Message-Id: <199512121923.VAA22300@xiron.pc.helsinki.fi>
Date:         Tue, 12 Dec 1995 14:19:00 LCL
Reply-To: BARRETO%VELAHF@ECCSA.TR.UNISYS.COM
Sender: Lojban list <LOJBAN@CUVMB.BITNET>
From: Paulo Barreto <BARRETO%VELAHF@ECCSA.TR.UNISYS.COM>
Subject:      Re: LR(k)
To: Veijo Vilva <veion@XIRON.PC.HELSINKI.FI>
Content-Length: 2569
Lines: 56

Myself (Paulo):
>Knuth's theorem states that *all* deterministic context-free languages
>have an LR(1) grammar.

John:
>I'm not familiar with the theorem. Surely not all languages are LALR(1)

See Knuth, D.E. [1965] "On the translation of languages from left to
right", Information and Control 8(6), p.607-639. (I could fax it to
you on request). I remember to have seen this proof also in Aho, A.V.
and Ullman, J.D. [1972] "The Theory of Parsing, Translation and
Compiling", Prentice-Hall (I don't remember the pages). With some
(correction: much) effort, I could also find my class notes with the
proof (if it was an exercise, I don't guarantee it's correct :-)

John:
>Surely not all languages are LALR(1)

I wouldn't be so sure about that :-)

There's a stronger result: any deterministic context-free language with
the prefix property (i.e. no string of the language is a prefix of any
other string of the same language) has an LR(0) grammar.

The subset of Lojban where all utterances finish in an explicit FA'O
presents the prefix property, hence it has an LR(0) grammar. If the
preparser supplies FA'O when it is ellipsized, full Lojban can be
modelled on an LR(0) grammar. And YACC needs an "end-of-file token",
anyway.

I think this line of reasoning can be followed to prove that all
deterministic context-free languages *are* LALR(1). However, I wish to
point out that this is not a panacea. The LR(0) grammar assured by this
theorem may reflect a syntax structure that is entirely different from
the current grammar.

>From a practical point of view, the "hacked" YACC grammar is more or
less fine (some more comments would make it easier to read). But we
assert that Lojban is unambiguous and that it can be reasonably well
described by a context-free grammar; hence, it *should* be possible to
show an LR(1) grammar for it, and perhaps an LR(k) grammar that
keeps the overall phrase structure of the YACC grammar. Even a less
tricky YACC grammar would be interesting in itself.
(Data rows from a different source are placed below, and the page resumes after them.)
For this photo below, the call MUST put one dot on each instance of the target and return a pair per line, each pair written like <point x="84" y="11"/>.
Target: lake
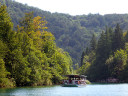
<point x="89" y="90"/>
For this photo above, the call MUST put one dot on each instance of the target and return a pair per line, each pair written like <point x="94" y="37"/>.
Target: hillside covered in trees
<point x="108" y="57"/>
<point x="72" y="33"/>
<point x="29" y="55"/>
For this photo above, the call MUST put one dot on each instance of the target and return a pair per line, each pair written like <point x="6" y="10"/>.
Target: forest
<point x="29" y="56"/>
<point x="72" y="33"/>
<point x="106" y="57"/>
<point x="39" y="47"/>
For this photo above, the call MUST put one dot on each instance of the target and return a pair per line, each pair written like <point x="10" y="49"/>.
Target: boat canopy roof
<point x="76" y="76"/>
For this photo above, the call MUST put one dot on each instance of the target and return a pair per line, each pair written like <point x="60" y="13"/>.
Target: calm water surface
<point x="89" y="90"/>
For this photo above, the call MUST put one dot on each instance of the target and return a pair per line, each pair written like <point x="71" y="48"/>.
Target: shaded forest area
<point x="29" y="55"/>
<point x="72" y="33"/>
<point x="106" y="60"/>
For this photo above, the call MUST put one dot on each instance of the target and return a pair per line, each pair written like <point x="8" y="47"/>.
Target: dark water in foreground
<point x="89" y="90"/>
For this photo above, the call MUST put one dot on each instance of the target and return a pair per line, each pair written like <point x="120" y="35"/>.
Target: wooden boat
<point x="74" y="81"/>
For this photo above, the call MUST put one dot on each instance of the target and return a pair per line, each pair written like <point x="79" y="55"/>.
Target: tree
<point x="118" y="40"/>
<point x="117" y="63"/>
<point x="93" y="43"/>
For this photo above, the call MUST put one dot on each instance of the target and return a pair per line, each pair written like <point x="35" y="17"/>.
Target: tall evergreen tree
<point x="93" y="43"/>
<point x="118" y="40"/>
<point x="82" y="58"/>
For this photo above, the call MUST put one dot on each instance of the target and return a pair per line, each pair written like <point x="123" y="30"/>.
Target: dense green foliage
<point x="29" y="55"/>
<point x="72" y="33"/>
<point x="109" y="59"/>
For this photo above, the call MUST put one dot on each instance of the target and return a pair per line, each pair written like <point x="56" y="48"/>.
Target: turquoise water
<point x="89" y="90"/>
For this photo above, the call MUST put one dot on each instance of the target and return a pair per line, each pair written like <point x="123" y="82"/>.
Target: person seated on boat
<point x="70" y="81"/>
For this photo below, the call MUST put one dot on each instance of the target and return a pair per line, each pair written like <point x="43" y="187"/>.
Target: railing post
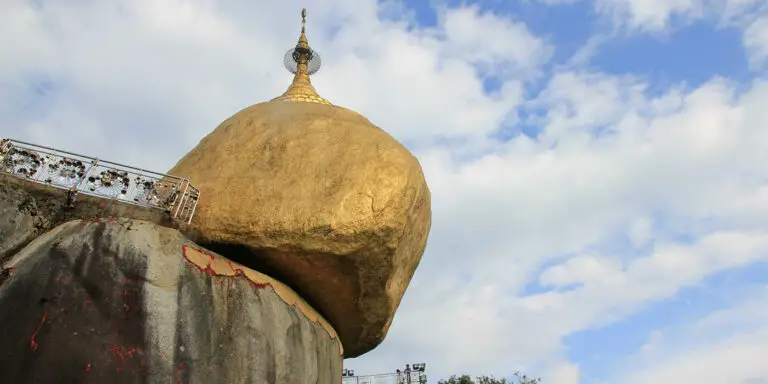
<point x="197" y="198"/>
<point x="182" y="198"/>
<point x="94" y="162"/>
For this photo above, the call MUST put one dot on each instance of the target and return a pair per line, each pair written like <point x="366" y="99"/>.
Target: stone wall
<point x="106" y="300"/>
<point x="28" y="209"/>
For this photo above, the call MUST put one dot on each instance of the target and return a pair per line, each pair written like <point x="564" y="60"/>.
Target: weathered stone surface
<point x="28" y="209"/>
<point x="321" y="199"/>
<point x="21" y="220"/>
<point x="128" y="301"/>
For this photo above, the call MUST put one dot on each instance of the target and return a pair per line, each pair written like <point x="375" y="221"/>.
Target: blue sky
<point x="597" y="167"/>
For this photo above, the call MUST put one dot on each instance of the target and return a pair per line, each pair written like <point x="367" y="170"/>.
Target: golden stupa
<point x="319" y="198"/>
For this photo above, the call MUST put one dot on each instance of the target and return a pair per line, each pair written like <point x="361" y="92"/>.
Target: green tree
<point x="466" y="379"/>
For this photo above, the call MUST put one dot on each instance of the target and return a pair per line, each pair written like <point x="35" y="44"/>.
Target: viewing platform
<point x="88" y="187"/>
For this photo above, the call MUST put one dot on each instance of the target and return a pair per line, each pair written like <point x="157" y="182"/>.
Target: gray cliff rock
<point x="129" y="301"/>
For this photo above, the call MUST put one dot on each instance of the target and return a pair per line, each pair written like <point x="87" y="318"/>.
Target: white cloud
<point x="727" y="346"/>
<point x="649" y="15"/>
<point x="141" y="82"/>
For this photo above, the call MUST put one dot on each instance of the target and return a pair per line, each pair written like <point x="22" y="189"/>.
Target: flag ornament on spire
<point x="302" y="61"/>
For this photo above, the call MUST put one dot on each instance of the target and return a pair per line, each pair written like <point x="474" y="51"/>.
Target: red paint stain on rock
<point x="33" y="344"/>
<point x="179" y="372"/>
<point x="124" y="358"/>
Finally, I don't see why Lojbab's afraid of trying to find such a
grammar, as its equivalence (in the sense of generating the same
language) to the current YACC grammar should be a stated in the form
of a *theorem*, not a gratuitous assertion. (I don't think the proof
would be longer than that of Fermat's last theorem, or the four-color
theorem for planar graphs :-)

co'o mi'e paulos.

    Paulo S. L. M. Barreto  --  Software Analyst  --  Unisys Brazil
    Standard disclaimer applies ("I do not speak for Unisys", etc.)
                       e'osai ko sarji la lojban.